Cosco, China Shipping Form Strategic Alliance
February 27, 2014 – As many global shipping lines band together to counter the market’s prolonged downturn, China’s two dominant shipping operators are putting behind their dueling past to form a strategic alliance.
State-owned giants China Ocean Shipping (Group) Co (Cosco) and China Shipping (Group) Co, have agreed to cooperate and share resources in crucial business areas, including ports, logistics and shipbuilding, in addition to actual shipping, reported The Wall Street Journal.
The arrangement between the formerly intense rivals underscores the significant financial pressures they face at a time of rock-bottom freight rates.
With the pact, signed earlier this month, the companies said they hope to “improve the influence of Chinese shipping companies in the world shipping industry”.
The global shipping market is entering its sixth year in the doldrums as many large ships ordered during the industry’s heydays were put into service just as the economic slowdown slashed cargo demand.
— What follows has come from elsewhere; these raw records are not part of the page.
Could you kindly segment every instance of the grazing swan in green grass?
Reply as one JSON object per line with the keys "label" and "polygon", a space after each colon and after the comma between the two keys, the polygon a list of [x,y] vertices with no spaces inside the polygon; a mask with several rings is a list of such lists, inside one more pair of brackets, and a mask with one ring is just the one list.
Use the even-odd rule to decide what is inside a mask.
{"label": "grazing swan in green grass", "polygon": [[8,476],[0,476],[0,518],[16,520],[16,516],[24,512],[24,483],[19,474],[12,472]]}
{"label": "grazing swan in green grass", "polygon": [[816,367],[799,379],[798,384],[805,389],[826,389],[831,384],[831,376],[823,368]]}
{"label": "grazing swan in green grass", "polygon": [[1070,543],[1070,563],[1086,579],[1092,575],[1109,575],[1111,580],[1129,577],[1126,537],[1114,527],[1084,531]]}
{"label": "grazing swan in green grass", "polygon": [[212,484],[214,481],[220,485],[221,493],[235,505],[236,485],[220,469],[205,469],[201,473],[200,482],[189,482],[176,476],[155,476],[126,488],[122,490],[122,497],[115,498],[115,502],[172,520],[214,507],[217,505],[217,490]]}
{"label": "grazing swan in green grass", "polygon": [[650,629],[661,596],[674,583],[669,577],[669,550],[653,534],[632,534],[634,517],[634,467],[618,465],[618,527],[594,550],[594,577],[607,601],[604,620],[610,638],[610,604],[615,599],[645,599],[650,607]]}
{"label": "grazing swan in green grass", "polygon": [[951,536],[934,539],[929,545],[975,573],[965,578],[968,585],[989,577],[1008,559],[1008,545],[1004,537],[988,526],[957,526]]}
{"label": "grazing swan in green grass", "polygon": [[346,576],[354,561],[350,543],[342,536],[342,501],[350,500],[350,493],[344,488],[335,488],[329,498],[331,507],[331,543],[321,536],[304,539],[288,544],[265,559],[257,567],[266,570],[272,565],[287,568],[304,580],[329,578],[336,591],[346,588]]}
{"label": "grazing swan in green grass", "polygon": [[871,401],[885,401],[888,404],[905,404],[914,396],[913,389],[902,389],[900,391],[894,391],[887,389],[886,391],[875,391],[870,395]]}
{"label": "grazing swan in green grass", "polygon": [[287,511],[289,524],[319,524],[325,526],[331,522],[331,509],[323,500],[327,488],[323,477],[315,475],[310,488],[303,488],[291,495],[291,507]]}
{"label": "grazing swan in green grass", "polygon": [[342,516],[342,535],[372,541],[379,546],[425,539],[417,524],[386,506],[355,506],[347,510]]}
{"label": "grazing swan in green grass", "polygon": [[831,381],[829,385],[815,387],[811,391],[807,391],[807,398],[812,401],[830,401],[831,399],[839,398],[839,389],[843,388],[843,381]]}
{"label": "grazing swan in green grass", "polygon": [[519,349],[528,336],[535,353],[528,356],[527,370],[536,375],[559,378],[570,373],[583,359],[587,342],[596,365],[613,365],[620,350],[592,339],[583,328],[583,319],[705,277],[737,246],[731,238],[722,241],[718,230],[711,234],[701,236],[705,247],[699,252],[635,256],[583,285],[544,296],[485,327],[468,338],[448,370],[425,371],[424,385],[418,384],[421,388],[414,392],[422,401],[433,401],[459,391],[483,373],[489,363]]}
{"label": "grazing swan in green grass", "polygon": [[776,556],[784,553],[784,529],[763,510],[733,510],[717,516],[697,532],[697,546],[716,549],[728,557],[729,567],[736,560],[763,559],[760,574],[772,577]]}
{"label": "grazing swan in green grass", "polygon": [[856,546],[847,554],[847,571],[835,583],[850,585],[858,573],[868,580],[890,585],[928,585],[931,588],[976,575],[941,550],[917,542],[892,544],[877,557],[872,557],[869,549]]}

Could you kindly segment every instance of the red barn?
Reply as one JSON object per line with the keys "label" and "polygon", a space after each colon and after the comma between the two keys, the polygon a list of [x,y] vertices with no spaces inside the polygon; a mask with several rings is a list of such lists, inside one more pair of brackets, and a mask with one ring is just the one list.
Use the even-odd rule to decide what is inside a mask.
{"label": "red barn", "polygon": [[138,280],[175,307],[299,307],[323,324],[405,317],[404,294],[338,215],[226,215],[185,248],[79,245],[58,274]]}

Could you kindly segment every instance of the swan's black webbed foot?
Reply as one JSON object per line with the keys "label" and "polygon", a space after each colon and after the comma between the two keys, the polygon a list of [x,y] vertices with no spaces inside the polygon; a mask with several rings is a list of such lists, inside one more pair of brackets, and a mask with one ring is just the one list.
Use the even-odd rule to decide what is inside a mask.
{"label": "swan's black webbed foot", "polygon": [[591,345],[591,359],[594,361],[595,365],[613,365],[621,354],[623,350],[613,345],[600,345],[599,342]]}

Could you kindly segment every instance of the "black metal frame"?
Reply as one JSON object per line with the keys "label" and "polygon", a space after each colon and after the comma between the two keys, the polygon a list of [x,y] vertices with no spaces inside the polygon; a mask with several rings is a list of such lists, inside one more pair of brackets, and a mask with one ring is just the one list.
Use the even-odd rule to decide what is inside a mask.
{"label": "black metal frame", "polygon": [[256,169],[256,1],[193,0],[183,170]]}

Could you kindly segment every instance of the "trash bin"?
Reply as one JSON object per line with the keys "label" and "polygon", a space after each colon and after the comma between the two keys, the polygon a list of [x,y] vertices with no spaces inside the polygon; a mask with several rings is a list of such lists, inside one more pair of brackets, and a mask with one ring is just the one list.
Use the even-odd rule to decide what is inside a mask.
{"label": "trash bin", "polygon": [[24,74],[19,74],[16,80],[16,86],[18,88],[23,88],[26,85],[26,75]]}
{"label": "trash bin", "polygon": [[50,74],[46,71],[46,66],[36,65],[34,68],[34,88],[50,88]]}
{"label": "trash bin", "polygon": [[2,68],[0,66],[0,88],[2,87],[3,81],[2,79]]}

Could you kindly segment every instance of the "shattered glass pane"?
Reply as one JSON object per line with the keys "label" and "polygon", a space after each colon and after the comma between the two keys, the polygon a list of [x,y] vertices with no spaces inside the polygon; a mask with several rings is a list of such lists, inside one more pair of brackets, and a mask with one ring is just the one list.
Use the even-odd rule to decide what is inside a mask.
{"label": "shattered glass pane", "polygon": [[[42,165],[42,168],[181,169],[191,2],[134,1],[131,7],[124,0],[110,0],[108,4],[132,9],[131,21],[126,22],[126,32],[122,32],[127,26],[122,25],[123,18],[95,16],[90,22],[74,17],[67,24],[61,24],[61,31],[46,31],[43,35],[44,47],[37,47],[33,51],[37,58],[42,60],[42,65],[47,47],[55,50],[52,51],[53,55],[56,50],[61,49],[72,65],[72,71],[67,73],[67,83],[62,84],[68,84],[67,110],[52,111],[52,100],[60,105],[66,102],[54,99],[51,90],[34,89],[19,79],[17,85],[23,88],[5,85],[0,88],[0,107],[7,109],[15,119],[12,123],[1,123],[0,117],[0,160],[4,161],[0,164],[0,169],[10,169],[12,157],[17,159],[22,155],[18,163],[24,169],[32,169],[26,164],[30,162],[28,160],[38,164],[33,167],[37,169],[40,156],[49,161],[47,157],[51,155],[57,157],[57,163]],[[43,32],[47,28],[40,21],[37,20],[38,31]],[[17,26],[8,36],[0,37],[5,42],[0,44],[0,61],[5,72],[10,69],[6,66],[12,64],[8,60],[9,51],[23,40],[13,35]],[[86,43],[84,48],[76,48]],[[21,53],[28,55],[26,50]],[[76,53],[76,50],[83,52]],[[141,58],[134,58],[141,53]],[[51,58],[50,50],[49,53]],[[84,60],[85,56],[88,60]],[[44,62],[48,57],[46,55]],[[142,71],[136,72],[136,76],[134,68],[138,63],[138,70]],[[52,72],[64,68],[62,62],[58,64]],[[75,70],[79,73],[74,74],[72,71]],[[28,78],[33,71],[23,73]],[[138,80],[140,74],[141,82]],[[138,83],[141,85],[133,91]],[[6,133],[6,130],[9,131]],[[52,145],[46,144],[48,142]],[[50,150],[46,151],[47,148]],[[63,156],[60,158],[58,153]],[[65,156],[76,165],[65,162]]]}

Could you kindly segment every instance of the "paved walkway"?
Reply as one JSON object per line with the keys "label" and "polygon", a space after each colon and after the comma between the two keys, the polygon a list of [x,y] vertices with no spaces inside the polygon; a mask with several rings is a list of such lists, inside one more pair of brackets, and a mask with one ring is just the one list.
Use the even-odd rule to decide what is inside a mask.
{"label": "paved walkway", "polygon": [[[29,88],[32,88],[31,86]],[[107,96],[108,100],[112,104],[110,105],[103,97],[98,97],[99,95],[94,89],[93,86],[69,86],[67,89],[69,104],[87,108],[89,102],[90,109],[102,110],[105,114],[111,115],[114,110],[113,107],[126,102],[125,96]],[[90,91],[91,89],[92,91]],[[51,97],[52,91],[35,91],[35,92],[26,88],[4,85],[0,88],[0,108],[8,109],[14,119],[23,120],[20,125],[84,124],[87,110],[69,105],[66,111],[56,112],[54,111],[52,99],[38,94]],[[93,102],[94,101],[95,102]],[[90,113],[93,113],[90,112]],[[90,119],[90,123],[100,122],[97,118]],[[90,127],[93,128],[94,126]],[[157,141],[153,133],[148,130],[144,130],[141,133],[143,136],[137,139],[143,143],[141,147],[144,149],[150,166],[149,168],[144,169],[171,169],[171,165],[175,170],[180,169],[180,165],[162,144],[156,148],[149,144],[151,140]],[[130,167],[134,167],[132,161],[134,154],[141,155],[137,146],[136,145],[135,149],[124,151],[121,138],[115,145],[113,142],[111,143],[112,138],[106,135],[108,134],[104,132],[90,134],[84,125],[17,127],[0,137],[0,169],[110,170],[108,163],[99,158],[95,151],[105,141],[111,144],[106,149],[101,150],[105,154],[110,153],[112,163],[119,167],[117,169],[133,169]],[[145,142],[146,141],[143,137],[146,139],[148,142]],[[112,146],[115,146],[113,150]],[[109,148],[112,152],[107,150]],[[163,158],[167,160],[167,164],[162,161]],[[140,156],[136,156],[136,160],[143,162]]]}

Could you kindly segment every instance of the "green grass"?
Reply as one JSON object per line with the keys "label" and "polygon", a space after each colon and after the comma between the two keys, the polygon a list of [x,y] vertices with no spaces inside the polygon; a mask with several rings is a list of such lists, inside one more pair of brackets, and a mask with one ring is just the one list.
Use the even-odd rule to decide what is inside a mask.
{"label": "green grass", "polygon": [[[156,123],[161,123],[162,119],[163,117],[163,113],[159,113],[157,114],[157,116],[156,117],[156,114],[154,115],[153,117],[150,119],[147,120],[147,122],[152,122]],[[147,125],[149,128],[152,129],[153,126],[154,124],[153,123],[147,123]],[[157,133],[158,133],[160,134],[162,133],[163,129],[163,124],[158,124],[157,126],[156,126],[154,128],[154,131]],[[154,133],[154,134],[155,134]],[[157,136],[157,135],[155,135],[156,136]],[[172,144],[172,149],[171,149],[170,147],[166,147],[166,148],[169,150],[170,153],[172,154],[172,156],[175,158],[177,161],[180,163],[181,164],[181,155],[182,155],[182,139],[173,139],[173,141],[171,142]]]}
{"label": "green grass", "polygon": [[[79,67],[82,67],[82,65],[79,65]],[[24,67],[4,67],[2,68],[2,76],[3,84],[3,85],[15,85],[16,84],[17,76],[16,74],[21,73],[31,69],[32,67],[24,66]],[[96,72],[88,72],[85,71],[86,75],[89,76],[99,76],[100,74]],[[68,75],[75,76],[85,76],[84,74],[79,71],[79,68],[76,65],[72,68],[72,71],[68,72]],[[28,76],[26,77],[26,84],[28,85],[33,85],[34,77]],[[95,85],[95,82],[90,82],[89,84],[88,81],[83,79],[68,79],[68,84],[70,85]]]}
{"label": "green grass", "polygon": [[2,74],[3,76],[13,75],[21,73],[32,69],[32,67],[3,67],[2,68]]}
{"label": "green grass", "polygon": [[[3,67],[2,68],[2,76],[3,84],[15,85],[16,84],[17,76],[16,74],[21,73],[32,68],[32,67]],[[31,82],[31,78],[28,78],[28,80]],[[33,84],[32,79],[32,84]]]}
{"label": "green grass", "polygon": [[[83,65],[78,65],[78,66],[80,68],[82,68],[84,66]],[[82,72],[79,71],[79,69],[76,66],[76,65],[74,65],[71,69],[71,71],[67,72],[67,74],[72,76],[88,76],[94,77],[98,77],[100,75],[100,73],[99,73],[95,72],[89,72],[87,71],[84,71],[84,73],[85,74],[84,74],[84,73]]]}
Traffic on Asia-Europe routes was particularly weak over the past few years.
Overcapacity has meant that freight rates remain subdued, despite a pick-up in some key routes, hurting profits of major shipping companies.
Beijing-based Cosco is the world’s fifth biggest container shipping company, based on fleet size, and China Shipping the ninth largest.
The deal between Cosco and China Shipping comes just as a major route-sharing alliance between the world’s three biggest container shipping operators gets set to launch in the second quarter. Denmark’s Maersk Line, France’s CMA CGM and Switzerland’s Mediterranean Shipping Co are expected to receive approval on their tie-up from the US Federal Maritime Commission, people familiar with the matter said earlier this month, though the commission will likely attach conditions to ensure fair treatment for smaller competitors, freight forwarders and fuel providers.
“It is increasingly challenging for a standalone shipping operator to operate on international trade lanes,” said Zhang Yongfeng, deputy director at the Shanghai International Shipping Institute.
For China Shipping, the tie-up with Cosco raises expectations that the Shanghai-based company will pool its international container shipping capacity by joining an alliance led by Cosco.
Members of that alliance, called CKYHE, include Japan’s Kawasaki Kisen Kaisha, Taiwan’s Yang Ming Marine Transport, South Korea’s Hanjin Shipping, and its newest member, Taiwan’s Evergreen Line, which joined last week.
Guo Huawei, board secretary at Cosco’s listed shipping unit, declined to comment on any changes to the international alliance. China Shipping couldn’t immediately be reached for comment.
Some analysts say that the closer collaboration between Cosco and China Shipping could be seen as a partial step toward a merger.
“The agreement does not constitute merger talks, but it represents a solid step towards becoming a consolidated Chinese container carrier,” said Alan Murphy, chief operating officer at container shipping consultancy SeaIntel Maritime Analysis.
Still, many industry experts say that both companies wouldn’t benefit significantly from an all-out merger, because of the difficulties for state-owned companies to cut staff and reduce overlaps in order to improve efficiencies.
China’s transition toward a free-market economy had encouraged competition among state-owned enterprises, pitting Cosco – which was established more than five decades ago – against the smaller China Shipping. The companies have competed on international routes, benefiting from the earlier robust demand from the West for Chinese-made consumer goods. The companies had even poached employees from each other, a sign of intense rivalry.
Cosco’s significant port and bulk-shipping assets have helped it build a more significant global profile than China Shipping. But Cosco made bad bets on China’s continued expansion, boosting capacity just as the shipping market was collapsing, sinking the firm in deep losses.
China Cosco Holdings, Cosco’s publicly listed arm, said earlier it expects to return to profit in 2013 but only with the help of large asset sales. Meanwhile, China Shipping Container Lines says it will likely swung to a 2013 net loss of US$431 million because of market competition.